After wiping his face, he smiled weakly. “I’m probably dehydrated.”
“Poor Troy. Poor Achilles.”
“I love you, Ines.” Maybe it was all like stepping into the void and hoping the night catches you. He didn’t know how he expected her to react to these magic words, but it wasn’t what she did next: dropping down to Troy’s bed as if she was exhausted, and groaning. “I know, but it’s not that easy.”
“What are you going to do?”
“I don’t know, Keelies. I don’t know,” said Ines. “Read it to me again, please?”
“What?”
“Your eulogy.”
She pulled the blanket high around her neck. Achilles unfolded the square paper he had been carrying in his wallet since the morgue.
I wet the bed until I was ten, if I had soda with dinner. So every night I drank Coke, I slept on the floor and washed my underwear out in the bathtub the next morning. But I kept asking for soda. Mrs. Tolson, I’m the one who broke your mailbox. I was deathly afraid of guns until twelve. These are things only my brother knew about me. When he died, I felt like most of me died too. Because we
did everything together. But I realize that works both ways, that I have to let you know things about Troy, things that only I know. He was brave, you know that. He stood up to everyone. He never surrendered. He walked right into a minefield and carried one of our buddies out like it was nothing. Like it was a fly ball in the backfield. But here’s the crazy part: he never mentioned it again. Ever. Even that night, when Wexler was being medivaced. We’d walked him to the medivac copter and he’s teary-eyed. Troy had just saved his life hours before, that’s not an exaggeration. Our buddy says, “Thank you, man.” He’s full of thanks, but Troy says, “Never mention it again. Ever.” Later that night, I punched him. I’m sorry. I did. I was so mad. I’m the older one. I was supposed to be protecting him. He could have died. “Are you crazy?” I asked. “No,” he said. “Then why’d you do it?” He said, “Because you are who you make yourself, who you will yourself to be, against the odds. Because if we’d left him there, a part of ourselves would have stayed there forever, we would have died with him. We would have been haunted by it.” Then he kissed me on the forehead. I didn’t want to believe him at the time. In fact, I forgot all about this conversation until recently. But, he was right. The sign in the morgue where I found him reads Mortui Vivis Praecipant—Let the dead teach the living. That’s Troy’s lesson for us all.
If Achilles hadn’t enlisted, would it have been easier to deliver that eulogy?
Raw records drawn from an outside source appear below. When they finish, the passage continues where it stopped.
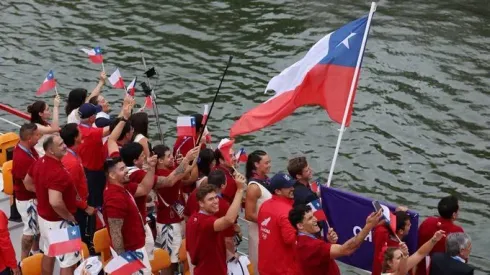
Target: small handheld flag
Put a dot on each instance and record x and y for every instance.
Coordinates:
(48, 84)
(95, 55)
(64, 240)
(316, 207)
(241, 156)
(224, 147)
(116, 80)
(132, 87)
(186, 126)
(126, 263)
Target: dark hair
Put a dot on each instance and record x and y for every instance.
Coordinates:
(34, 109)
(203, 190)
(448, 206)
(110, 163)
(254, 157)
(124, 132)
(217, 178)
(131, 152)
(401, 219)
(296, 166)
(206, 157)
(297, 214)
(139, 121)
(198, 119)
(94, 100)
(48, 142)
(69, 134)
(388, 257)
(27, 130)
(160, 150)
(76, 98)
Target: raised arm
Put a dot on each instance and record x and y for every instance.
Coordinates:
(337, 251)
(251, 198)
(96, 91)
(231, 215)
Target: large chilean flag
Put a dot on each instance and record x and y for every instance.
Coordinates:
(323, 77)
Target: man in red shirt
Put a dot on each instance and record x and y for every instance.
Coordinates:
(57, 196)
(316, 256)
(277, 236)
(383, 236)
(448, 209)
(72, 138)
(204, 240)
(124, 221)
(24, 156)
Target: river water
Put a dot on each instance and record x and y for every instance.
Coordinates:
(421, 124)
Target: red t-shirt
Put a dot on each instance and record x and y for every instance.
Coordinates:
(426, 231)
(381, 238)
(91, 150)
(230, 189)
(314, 256)
(137, 175)
(119, 204)
(49, 173)
(184, 145)
(74, 166)
(171, 195)
(21, 163)
(205, 246)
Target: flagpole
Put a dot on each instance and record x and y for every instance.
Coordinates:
(351, 92)
(154, 100)
(214, 100)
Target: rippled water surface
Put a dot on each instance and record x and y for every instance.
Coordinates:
(421, 127)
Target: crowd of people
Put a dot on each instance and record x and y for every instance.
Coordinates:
(157, 196)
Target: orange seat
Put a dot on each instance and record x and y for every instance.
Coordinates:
(102, 243)
(183, 257)
(8, 182)
(32, 265)
(161, 260)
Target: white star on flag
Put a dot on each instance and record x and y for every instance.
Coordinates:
(346, 40)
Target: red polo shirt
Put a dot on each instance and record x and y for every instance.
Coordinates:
(314, 256)
(205, 246)
(170, 195)
(73, 164)
(119, 204)
(381, 238)
(21, 162)
(230, 189)
(426, 231)
(49, 173)
(91, 150)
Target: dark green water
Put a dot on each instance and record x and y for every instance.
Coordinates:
(421, 127)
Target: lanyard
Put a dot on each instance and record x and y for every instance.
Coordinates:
(27, 151)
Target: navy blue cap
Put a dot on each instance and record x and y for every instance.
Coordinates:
(281, 180)
(88, 109)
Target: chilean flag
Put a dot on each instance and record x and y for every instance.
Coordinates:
(316, 207)
(116, 80)
(48, 84)
(126, 263)
(205, 114)
(95, 55)
(224, 147)
(186, 126)
(64, 240)
(322, 77)
(131, 87)
(241, 156)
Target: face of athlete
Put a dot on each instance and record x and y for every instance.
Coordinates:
(309, 224)
(119, 173)
(210, 203)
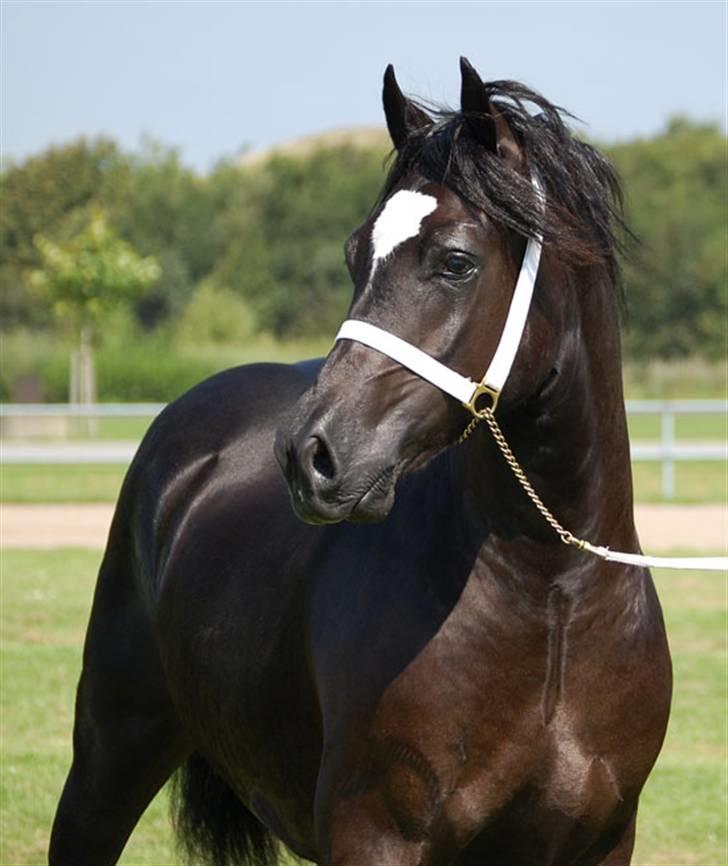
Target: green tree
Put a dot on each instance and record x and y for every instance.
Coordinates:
(677, 278)
(282, 235)
(85, 279)
(37, 197)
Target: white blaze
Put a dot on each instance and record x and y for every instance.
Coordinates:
(400, 220)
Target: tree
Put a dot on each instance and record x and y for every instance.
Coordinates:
(84, 279)
(676, 280)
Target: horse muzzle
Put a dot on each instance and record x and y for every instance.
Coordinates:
(322, 491)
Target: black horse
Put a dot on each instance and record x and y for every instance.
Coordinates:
(451, 684)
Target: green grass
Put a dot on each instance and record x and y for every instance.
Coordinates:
(45, 602)
(60, 483)
(696, 482)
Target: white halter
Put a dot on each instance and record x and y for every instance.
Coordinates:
(469, 392)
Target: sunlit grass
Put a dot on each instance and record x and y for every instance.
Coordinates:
(45, 602)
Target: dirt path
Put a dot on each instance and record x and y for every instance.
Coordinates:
(661, 527)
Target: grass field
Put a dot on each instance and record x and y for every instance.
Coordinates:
(45, 602)
(695, 482)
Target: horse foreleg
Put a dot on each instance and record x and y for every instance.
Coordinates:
(123, 754)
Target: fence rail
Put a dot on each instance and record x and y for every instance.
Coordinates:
(14, 447)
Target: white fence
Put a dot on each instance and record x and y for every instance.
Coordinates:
(22, 425)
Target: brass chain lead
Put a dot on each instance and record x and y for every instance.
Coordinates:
(505, 449)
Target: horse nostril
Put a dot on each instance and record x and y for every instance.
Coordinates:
(322, 463)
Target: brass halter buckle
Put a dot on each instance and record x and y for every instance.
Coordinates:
(472, 404)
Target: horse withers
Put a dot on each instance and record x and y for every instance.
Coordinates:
(418, 671)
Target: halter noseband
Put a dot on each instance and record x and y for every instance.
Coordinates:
(460, 387)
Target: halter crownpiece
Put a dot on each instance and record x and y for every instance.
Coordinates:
(461, 387)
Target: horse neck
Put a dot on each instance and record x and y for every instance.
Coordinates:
(571, 440)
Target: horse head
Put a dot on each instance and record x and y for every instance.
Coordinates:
(435, 264)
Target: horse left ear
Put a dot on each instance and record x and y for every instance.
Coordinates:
(403, 116)
(487, 124)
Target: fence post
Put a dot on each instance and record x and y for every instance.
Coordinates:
(667, 424)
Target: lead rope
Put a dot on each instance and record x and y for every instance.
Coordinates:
(709, 563)
(489, 418)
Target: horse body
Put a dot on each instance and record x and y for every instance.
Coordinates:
(449, 686)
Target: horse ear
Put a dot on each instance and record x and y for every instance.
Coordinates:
(403, 116)
(487, 124)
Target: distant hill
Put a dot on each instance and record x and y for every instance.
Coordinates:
(365, 137)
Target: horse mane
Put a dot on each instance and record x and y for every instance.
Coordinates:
(583, 219)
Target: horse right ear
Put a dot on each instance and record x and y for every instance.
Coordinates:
(403, 116)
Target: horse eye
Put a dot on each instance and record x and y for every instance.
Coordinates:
(458, 266)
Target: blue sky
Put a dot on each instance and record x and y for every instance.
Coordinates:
(211, 77)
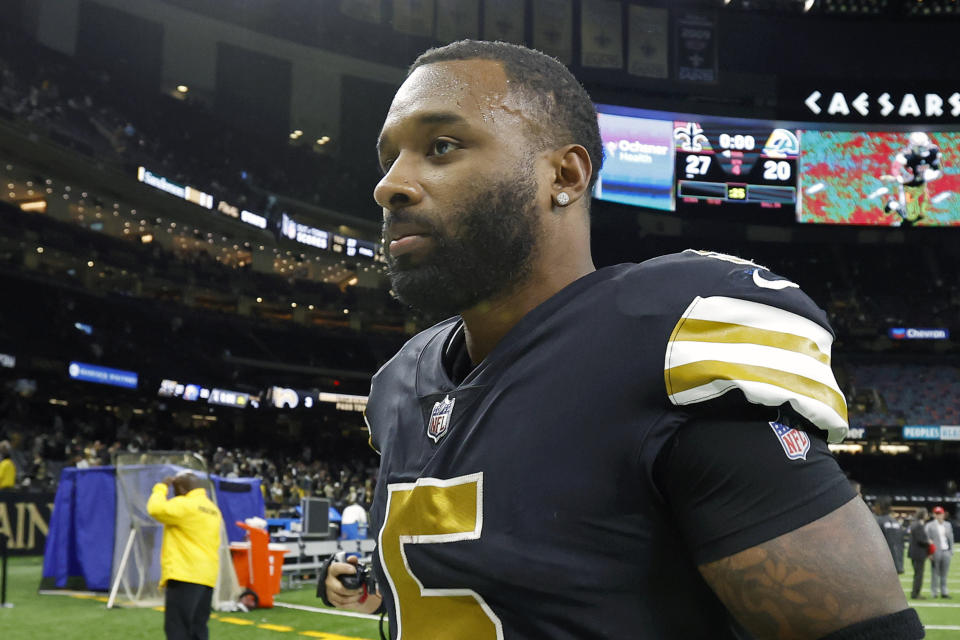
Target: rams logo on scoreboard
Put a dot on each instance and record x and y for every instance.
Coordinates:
(782, 144)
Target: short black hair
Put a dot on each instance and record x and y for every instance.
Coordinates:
(545, 82)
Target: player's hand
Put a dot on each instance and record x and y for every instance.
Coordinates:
(339, 595)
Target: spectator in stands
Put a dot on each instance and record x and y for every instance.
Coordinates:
(190, 558)
(8, 472)
(941, 534)
(892, 530)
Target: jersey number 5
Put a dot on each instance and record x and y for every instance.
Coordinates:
(432, 511)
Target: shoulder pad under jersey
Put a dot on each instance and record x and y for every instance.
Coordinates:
(745, 328)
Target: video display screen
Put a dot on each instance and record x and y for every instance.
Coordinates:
(780, 171)
(853, 177)
(638, 161)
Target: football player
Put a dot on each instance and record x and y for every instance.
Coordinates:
(913, 170)
(638, 451)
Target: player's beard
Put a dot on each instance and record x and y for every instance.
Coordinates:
(484, 253)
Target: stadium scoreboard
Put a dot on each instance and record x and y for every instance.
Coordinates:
(716, 164)
(771, 171)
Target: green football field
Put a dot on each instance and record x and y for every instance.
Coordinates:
(62, 617)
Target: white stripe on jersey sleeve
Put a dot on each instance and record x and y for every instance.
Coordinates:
(759, 316)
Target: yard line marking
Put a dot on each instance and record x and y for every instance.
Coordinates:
(332, 612)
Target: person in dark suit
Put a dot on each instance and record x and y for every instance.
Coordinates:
(919, 551)
(892, 530)
(941, 535)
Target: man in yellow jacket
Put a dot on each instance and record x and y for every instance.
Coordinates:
(8, 472)
(190, 558)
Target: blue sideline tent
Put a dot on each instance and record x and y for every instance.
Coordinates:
(80, 544)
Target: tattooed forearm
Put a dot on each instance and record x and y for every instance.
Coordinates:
(827, 575)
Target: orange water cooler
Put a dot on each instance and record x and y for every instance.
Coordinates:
(258, 563)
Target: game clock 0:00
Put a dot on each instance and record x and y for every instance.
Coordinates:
(753, 165)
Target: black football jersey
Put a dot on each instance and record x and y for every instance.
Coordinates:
(917, 162)
(522, 503)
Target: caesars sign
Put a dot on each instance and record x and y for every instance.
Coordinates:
(25, 521)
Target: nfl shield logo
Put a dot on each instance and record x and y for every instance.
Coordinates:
(440, 419)
(795, 443)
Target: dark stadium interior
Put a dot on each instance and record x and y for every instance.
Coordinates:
(97, 267)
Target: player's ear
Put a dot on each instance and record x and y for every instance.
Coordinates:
(572, 171)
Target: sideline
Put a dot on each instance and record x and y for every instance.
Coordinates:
(332, 612)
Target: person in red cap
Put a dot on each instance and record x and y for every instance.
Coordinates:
(940, 533)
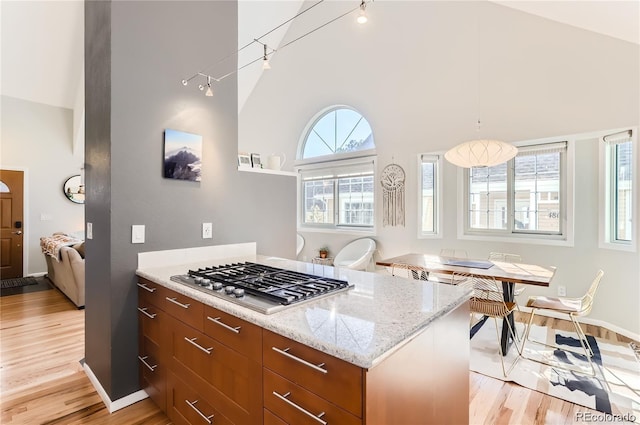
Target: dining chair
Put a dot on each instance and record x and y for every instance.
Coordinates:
(487, 301)
(509, 258)
(410, 271)
(356, 255)
(573, 307)
(454, 253)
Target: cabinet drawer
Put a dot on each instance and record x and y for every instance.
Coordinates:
(150, 293)
(186, 406)
(230, 381)
(296, 405)
(152, 372)
(152, 322)
(183, 308)
(331, 378)
(242, 336)
(271, 419)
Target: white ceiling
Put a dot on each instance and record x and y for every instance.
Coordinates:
(42, 41)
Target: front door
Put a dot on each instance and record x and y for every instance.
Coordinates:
(11, 223)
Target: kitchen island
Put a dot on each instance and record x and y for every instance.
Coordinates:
(387, 351)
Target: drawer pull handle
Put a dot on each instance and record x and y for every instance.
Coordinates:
(202, 415)
(302, 409)
(173, 300)
(191, 341)
(298, 359)
(143, 286)
(224, 325)
(144, 361)
(144, 311)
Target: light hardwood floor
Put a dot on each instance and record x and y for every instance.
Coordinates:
(42, 380)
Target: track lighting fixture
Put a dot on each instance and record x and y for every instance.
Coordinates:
(362, 15)
(209, 92)
(265, 60)
(362, 18)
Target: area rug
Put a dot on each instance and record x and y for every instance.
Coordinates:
(615, 390)
(16, 282)
(24, 285)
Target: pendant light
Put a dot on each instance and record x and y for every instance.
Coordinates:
(480, 152)
(362, 15)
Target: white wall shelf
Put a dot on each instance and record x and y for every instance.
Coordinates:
(268, 171)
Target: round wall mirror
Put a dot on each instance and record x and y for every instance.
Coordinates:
(74, 189)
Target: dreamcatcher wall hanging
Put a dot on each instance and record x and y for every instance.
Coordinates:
(392, 182)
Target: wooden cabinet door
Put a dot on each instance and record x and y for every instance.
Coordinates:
(296, 405)
(327, 376)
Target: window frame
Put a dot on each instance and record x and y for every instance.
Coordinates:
(346, 165)
(437, 159)
(565, 238)
(607, 217)
(343, 159)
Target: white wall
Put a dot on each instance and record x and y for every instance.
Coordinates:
(38, 139)
(420, 72)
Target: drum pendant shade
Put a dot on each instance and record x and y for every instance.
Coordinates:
(481, 153)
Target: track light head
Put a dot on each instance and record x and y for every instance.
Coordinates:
(265, 59)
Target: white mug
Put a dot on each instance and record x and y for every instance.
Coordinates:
(275, 162)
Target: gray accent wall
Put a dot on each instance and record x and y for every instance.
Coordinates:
(136, 55)
(421, 73)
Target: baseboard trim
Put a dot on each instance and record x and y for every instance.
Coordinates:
(587, 321)
(118, 404)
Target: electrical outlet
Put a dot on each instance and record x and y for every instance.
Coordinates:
(207, 230)
(137, 233)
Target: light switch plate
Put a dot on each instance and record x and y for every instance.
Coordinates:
(137, 233)
(207, 230)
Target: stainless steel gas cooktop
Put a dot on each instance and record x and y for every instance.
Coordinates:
(262, 288)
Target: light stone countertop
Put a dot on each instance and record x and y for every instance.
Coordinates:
(361, 326)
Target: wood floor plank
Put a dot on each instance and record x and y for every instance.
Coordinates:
(43, 382)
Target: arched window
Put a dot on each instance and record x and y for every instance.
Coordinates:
(338, 174)
(338, 130)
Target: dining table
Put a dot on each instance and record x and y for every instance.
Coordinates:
(507, 273)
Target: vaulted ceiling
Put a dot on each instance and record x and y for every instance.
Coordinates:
(42, 41)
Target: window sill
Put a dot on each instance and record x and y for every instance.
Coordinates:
(516, 238)
(369, 232)
(268, 171)
(618, 246)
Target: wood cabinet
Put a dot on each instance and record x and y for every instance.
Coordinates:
(202, 365)
(332, 379)
(192, 352)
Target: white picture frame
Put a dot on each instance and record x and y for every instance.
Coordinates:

But if he hadn’t gone, Achilles would have forever followed behind his younger brother, maybe even driven the float that carried him through town for his hero’s welcome, making an extra loop around the roundabout in the center of downtown. Troy with his picture up at the VFW. Troy with his Bronze Star, his secrets, his memories, his stories, and no matter how often Achilles said, I know, I understand, I get you, I see it, he would have really been wondering, Did you get to kill anybody? Troy would have worn that look he always had, the smug grin that said, Achilles, you don’t get it at all. Troy would have been a man, and Achilles forever a child. Troy would have had a hero’s welcome, and Achilles would have been among the groupies, the hero worshippers, bearing his younger brother on a litter. It would have driven him mad, yet strangely enough, it was exactly what happened, and seemed somehow fair.